Farming While Black: Soul Fire Farm’s Practical to Liberation on the Land (2018) by Leah Penniman. I can trace an interview with Leah Penniman in July, 2019 issue of Sun Magazine to this idea of Destination: Books at the Freedom Farmer’s Market. First, I read the interview. Then I checked out the library’s copy and thought Farming While Black was a rare blend of black history, activism, practical advice for those interested in community gardening and tips on just growing better fruits and vegetables. It inspired me to contact Chelsea Green to carry some of their books and here I am.

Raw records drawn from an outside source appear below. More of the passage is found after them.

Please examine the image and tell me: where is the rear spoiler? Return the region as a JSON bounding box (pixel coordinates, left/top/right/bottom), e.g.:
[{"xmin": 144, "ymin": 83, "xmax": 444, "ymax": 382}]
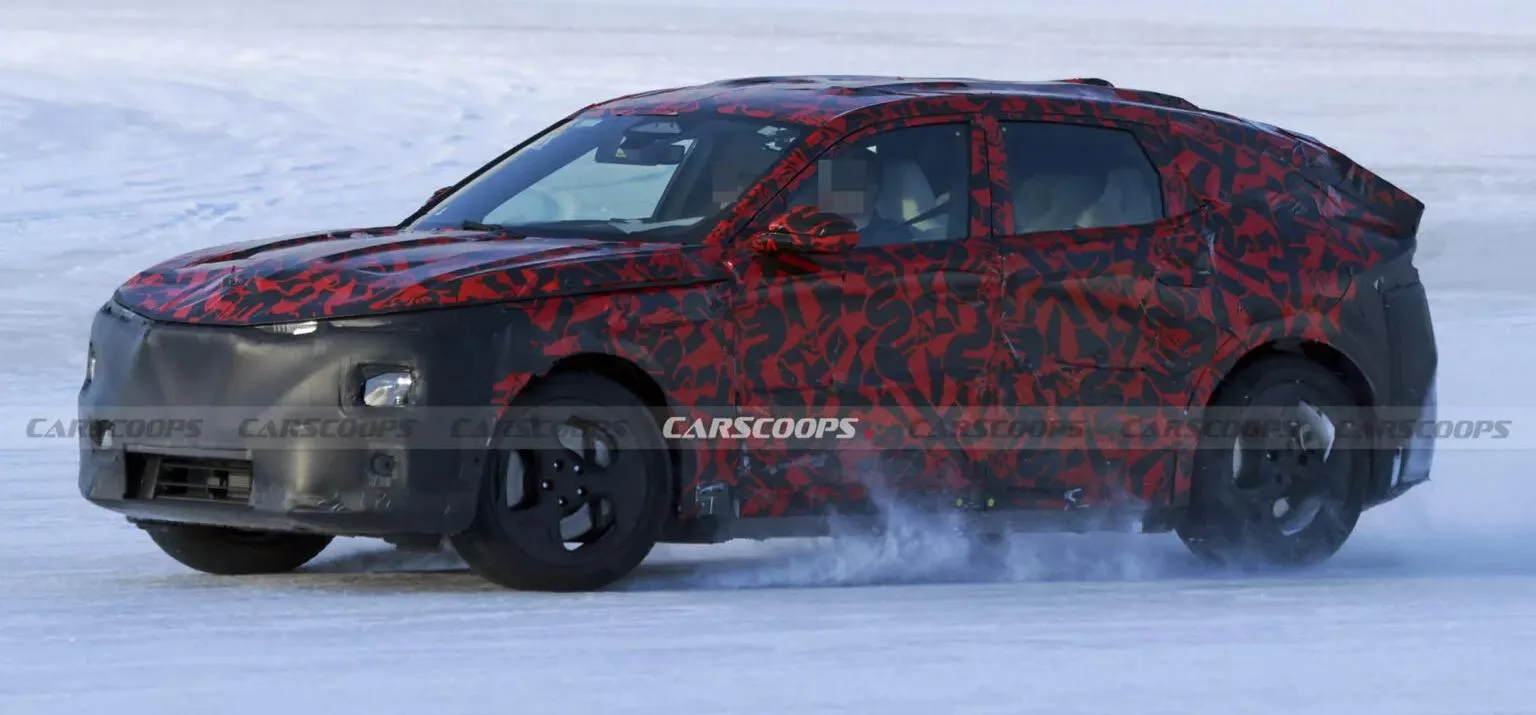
[{"xmin": 1278, "ymin": 129, "xmax": 1424, "ymax": 240}]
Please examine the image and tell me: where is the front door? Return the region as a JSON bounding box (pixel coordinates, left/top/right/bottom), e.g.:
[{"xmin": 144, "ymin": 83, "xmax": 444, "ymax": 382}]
[{"xmin": 733, "ymin": 115, "xmax": 1000, "ymax": 517}]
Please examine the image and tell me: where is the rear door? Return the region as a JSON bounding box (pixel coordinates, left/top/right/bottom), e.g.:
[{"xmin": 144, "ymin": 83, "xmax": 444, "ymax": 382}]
[
  {"xmin": 989, "ymin": 117, "xmax": 1215, "ymax": 506},
  {"xmin": 733, "ymin": 115, "xmax": 1001, "ymax": 517}
]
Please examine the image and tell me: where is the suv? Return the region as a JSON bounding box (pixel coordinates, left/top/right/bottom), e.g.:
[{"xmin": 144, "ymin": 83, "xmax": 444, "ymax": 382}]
[{"xmin": 80, "ymin": 77, "xmax": 1436, "ymax": 590}]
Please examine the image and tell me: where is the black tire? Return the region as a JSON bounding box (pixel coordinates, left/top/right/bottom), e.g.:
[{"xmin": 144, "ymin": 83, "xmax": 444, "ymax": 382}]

Edible Landscaping with a Permaculture Twist (2013) by Michael Judd. This full-color illustrated book is almost like a wish-idea catalog of projects that can replace your lawn with something edible or practical. Why not build an earthen oven for your backyard pizza parties? Why not give up some of your lawn mowing?
Used Books Too
I will have some related titles on the environment and transportation books at the booth too, including Edward Humes’s Door to Door: The Magnificent Maddening World of Transportation (2016), David Owen’s Green Metropolis: Why Living Smaller, Living Closer, and Driving Less are the Keys to Sustainability (2009) and Peter Gorman’s Barely Maps (2019). Anyone who has read Hume’s book knows how interconnected the United States is to factories in China, so when container ship traffic at Long Beach and the Port of Los Angeles harbor terminals begins to decrease dramatically, due to COVID-19 you know that there will be changes afoot. China exports everything from clothes to furniture to auto parts to electronics including the iPhone.*
The Humes book makes a case on why it is important to keep things local, and ideas from Destination: Books can help you do it.

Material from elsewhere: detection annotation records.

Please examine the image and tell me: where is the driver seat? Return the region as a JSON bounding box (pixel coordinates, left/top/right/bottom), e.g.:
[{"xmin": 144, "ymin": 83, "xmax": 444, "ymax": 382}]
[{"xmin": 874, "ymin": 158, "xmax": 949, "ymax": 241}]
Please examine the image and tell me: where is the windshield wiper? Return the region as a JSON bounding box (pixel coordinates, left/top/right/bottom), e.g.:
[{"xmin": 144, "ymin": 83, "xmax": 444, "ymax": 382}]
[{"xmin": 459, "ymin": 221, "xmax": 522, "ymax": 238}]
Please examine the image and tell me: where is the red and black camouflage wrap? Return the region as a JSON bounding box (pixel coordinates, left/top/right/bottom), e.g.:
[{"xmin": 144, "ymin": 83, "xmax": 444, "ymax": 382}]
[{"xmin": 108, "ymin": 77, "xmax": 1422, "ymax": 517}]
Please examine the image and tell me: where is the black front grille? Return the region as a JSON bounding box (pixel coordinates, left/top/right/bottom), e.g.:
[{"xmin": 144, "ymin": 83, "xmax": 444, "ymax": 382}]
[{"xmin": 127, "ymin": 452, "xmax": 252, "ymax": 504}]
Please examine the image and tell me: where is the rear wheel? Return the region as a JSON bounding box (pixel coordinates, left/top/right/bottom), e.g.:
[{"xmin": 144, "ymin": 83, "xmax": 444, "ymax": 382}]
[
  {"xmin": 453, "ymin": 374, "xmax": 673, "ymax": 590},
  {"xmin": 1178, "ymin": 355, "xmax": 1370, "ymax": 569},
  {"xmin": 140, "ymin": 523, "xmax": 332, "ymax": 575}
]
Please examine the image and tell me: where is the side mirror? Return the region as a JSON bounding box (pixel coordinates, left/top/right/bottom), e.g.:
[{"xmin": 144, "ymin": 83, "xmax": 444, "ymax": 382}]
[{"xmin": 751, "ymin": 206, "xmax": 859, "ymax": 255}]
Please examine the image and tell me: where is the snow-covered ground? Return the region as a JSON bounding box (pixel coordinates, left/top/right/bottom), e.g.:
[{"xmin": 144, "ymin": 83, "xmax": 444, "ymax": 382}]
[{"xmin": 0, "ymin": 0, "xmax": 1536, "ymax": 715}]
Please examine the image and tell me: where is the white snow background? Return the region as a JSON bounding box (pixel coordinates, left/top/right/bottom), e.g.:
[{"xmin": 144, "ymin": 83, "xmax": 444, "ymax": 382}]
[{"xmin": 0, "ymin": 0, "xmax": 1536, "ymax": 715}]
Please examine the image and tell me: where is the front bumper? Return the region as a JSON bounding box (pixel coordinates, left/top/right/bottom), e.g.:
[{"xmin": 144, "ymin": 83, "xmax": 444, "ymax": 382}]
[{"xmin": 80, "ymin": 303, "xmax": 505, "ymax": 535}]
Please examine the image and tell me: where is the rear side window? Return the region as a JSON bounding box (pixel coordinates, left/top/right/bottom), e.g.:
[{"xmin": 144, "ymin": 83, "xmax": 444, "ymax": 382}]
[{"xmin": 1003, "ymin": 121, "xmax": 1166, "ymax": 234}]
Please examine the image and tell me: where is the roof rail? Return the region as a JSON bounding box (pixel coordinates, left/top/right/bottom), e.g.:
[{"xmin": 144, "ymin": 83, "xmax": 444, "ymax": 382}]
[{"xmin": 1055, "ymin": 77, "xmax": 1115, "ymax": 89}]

* In the opening chapter of his book, Howe traces a laundry list of components in the iPhone that must travel from all over the world Germany, Kentucky, California, Massachusetts, the Netherlands, Taiwan and Korea to China to be assembled and then shipped back to markets all over the world. When you factor in all the mileage to get the components to China it comes out to approximately 165,000 miles. If you factor in the raw materials being mined and shipped to these component manufacturers the distance traveled is close to 237,000 miles which is close to the distance to the Moon.